In the presnet case, as intimated above the prosecution witness
(PW1) did not understand Kiswahili. The record of appeal indicates that
on 8th November, 2023, an interpreter one Kisasila, was introduced and
sworn. However, the record does not disclose whether the interpreter was
sworn to interpret from English into Kiswahili and/or from Kiswahili into
the appellant's native language and vice versa as intimated above. It is
apparent that the testimony of the victim was interpreted by a person
who was not competent to do so.
We are thus certain that, had the learned first appellate Judge
addressed her mind to the above stated irregularities, she would have
found that the evidence of PW1, which was interpreted by an interpreter
who did not state that he will translate from English into Kiswahili and/or
from Kiswahili into the appellant's native language and vice versa, was
inadmissible. In the circumstances, we agree with both learned counsel
that PW1 evidence impacted the rest of proceedings and thus cannot be
left to stand. In the circumstances, in the present case, it cannot be said
that there was a fair trial.
7
The consequences of non-compliance with the requirement of the
law constitutes a fundamental breach of the appellants right to
understand and follow the proceedings against him, and amounts to a
fatal omission. In Republic v. Elias Michael @ Luhiye & Others
(Criminal Revision No.2 of 2018) [2020] TZCA 1863 (23 November 2020,
TanzLII), the Court held that where non-compliance with procedural
requirements prejudices the accused, the trial following therefrom is
rendered a nullity. For similar position see Juma Ndodi v. Republic
(Criminal Appeal No.588 of 2020) [2023] TZCA 17411 (17 July 2023,
TanzLII).
On the way forward, we have considered the rival arguments
between the appellants' counsel and the learned Senior State Attorney.

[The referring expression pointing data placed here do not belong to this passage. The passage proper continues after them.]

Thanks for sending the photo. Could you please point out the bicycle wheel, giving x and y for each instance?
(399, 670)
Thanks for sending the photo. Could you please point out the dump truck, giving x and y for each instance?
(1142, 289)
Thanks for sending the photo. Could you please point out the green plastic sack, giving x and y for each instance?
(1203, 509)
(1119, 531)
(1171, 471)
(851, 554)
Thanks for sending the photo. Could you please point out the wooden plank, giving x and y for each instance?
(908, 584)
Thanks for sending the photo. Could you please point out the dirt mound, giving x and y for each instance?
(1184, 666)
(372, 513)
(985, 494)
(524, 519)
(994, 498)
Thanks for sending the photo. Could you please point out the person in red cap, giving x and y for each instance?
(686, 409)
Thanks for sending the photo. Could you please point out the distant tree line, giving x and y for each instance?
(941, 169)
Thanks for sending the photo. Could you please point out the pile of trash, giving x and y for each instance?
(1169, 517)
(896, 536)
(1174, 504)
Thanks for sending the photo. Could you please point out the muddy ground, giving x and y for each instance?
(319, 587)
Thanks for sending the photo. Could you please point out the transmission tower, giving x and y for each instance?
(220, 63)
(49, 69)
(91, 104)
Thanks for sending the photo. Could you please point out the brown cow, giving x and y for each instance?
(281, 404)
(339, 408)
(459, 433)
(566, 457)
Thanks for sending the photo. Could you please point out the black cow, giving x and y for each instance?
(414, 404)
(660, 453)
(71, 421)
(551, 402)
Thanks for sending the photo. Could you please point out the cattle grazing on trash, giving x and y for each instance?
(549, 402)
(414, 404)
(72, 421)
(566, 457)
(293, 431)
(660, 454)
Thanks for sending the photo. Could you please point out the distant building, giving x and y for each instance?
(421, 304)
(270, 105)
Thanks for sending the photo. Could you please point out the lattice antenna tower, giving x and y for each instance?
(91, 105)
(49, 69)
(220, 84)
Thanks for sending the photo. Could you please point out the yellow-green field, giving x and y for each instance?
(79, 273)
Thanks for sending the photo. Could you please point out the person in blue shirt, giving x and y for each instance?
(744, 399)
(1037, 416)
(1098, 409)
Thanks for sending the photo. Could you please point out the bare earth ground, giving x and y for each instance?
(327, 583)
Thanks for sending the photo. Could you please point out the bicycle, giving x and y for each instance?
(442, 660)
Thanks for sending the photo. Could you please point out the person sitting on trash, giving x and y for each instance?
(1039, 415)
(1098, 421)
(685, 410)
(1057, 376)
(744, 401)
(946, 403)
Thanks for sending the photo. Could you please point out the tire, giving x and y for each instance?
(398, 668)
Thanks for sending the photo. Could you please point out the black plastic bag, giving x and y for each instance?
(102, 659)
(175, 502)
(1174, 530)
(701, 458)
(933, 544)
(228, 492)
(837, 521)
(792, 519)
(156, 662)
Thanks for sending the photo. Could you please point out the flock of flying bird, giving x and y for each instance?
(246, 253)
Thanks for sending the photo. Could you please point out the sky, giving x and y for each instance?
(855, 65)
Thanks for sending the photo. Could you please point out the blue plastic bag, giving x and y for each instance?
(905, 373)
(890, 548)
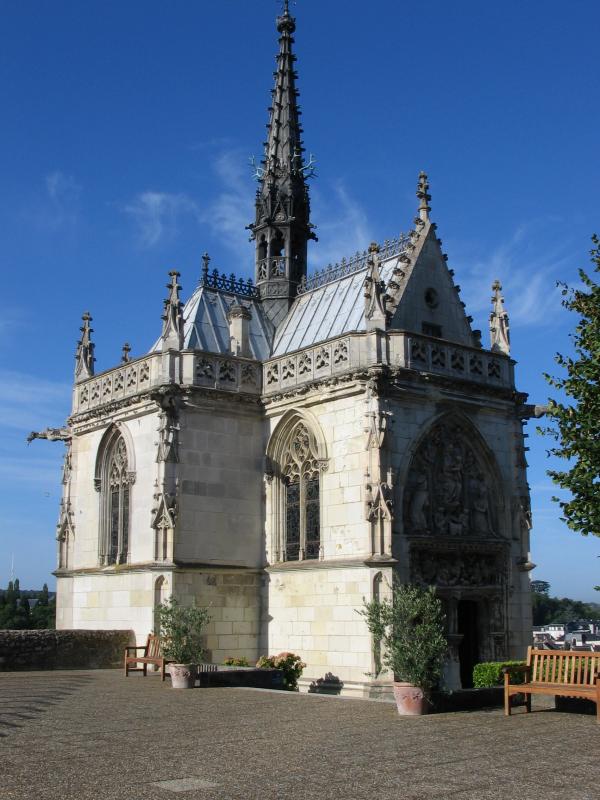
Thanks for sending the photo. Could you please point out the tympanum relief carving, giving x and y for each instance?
(449, 492)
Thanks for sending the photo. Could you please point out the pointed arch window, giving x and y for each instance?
(115, 488)
(301, 481)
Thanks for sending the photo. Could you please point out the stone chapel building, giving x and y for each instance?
(288, 444)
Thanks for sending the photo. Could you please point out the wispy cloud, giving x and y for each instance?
(528, 272)
(156, 215)
(344, 226)
(29, 403)
(57, 207)
(34, 470)
(231, 211)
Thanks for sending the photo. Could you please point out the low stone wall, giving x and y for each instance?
(50, 649)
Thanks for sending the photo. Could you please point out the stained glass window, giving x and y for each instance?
(300, 472)
(117, 505)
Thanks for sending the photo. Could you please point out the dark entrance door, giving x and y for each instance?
(468, 650)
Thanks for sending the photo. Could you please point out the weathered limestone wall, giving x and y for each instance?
(500, 431)
(67, 649)
(314, 614)
(221, 479)
(123, 599)
(444, 307)
(344, 531)
(235, 599)
(141, 432)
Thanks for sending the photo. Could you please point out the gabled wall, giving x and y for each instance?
(430, 271)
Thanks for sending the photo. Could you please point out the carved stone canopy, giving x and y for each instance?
(449, 488)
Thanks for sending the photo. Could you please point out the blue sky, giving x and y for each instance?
(125, 139)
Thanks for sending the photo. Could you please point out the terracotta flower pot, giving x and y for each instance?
(183, 676)
(410, 700)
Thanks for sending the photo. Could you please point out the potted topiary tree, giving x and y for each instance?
(181, 629)
(409, 632)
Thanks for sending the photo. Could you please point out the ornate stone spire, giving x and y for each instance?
(375, 297)
(424, 198)
(172, 333)
(282, 226)
(84, 356)
(499, 327)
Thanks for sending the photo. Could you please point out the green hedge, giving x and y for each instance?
(489, 673)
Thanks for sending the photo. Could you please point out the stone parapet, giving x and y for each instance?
(137, 378)
(394, 349)
(65, 649)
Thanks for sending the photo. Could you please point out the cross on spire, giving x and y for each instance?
(84, 356)
(172, 333)
(282, 225)
(499, 327)
(424, 197)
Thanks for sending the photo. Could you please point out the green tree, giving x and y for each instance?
(575, 424)
(540, 587)
(43, 596)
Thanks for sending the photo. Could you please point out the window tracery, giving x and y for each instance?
(115, 486)
(300, 473)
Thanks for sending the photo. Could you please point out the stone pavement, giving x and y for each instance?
(94, 735)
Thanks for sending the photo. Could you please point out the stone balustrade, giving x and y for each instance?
(347, 353)
(360, 351)
(226, 373)
(64, 649)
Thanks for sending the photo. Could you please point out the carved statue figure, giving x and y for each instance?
(449, 494)
(480, 523)
(419, 502)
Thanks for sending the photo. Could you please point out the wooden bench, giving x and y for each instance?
(569, 673)
(152, 655)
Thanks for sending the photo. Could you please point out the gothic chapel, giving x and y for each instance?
(288, 444)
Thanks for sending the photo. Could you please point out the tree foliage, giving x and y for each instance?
(547, 610)
(18, 613)
(410, 627)
(540, 587)
(575, 425)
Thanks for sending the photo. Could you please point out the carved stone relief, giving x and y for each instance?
(448, 489)
(456, 568)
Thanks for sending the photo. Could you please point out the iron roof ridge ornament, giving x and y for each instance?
(229, 284)
(356, 263)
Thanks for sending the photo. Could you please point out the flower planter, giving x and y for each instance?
(410, 700)
(183, 676)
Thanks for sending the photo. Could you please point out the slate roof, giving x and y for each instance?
(329, 304)
(205, 325)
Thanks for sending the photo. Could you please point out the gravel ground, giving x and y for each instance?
(94, 735)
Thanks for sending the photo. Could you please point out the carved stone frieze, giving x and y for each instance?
(459, 567)
(449, 491)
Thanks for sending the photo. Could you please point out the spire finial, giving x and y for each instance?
(499, 327)
(282, 227)
(84, 356)
(286, 23)
(172, 333)
(424, 197)
(205, 263)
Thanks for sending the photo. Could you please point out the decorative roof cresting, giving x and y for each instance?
(499, 327)
(172, 332)
(84, 356)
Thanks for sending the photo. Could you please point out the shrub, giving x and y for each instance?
(290, 664)
(236, 662)
(181, 629)
(410, 627)
(489, 673)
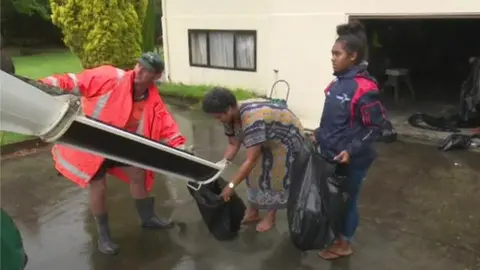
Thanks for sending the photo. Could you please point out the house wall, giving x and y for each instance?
(292, 37)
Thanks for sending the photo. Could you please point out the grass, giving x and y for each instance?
(45, 64)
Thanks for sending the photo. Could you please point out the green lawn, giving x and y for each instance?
(42, 65)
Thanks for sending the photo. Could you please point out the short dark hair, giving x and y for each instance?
(218, 100)
(354, 39)
(152, 62)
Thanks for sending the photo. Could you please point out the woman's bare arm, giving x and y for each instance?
(232, 148)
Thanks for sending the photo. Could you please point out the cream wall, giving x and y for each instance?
(293, 38)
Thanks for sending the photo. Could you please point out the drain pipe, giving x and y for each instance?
(166, 44)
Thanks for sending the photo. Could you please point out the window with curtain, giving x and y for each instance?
(223, 49)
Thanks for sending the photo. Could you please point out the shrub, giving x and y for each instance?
(101, 32)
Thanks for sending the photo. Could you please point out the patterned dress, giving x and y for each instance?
(280, 133)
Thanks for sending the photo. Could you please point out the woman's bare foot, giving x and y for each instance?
(327, 255)
(267, 222)
(342, 250)
(339, 248)
(251, 216)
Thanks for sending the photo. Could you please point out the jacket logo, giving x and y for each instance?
(343, 98)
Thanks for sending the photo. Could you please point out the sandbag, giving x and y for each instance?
(223, 219)
(316, 201)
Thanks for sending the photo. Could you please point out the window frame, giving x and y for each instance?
(235, 33)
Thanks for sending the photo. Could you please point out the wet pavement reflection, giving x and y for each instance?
(419, 210)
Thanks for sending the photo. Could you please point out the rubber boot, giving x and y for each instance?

We are mindful that the said defect is procedural; it strikes at the fairness
of the process by which such evidence was received and recorded. We
are equally alive to the gravity of the charge preferred against the
appellant and that the prosecution's case rests on the evidence of
identification. In the circumstances, and upon our careful scrutiny of the
record of appeal, we discern nothing to suggest that miscarriage of justice
or prejuidice will be occassioned on the part of the appellant if an order
of a retrial is made by the Court.
In the circumstances, we invoke the provision of section 6 (2) of the
AJA to revise and nullify the proceedings of the High Court, quash the
convictions of the appellant and set aside the sentences. Consequently,
we remit the file in Criminal Sessions Case No. 85 of 2022 to the High
Court to conduct afresh trial as soon as practicable. Meanwhile, the
appellant should remain in custody.
DATED at SHINYANGA this 6th day of March, 2026.
F. L. K. WAMBALI
JUSTICE OF APPEAL
0. 0. MAKUNGU
JUSTICE OF APPEAL
A. Z. MGEYEKWA
JUSTICE OF APPEAL
The Judgment delivered this 9th day of March, 2026 in the presence
of the Appellants in person, Mr. Leonard Kiwango, learned State Attorney
for the Respondent/Republic, via virtual Court, and Mr. Elias Nkwabi,
Court Clerk; is hereby certified as a true copy of the original.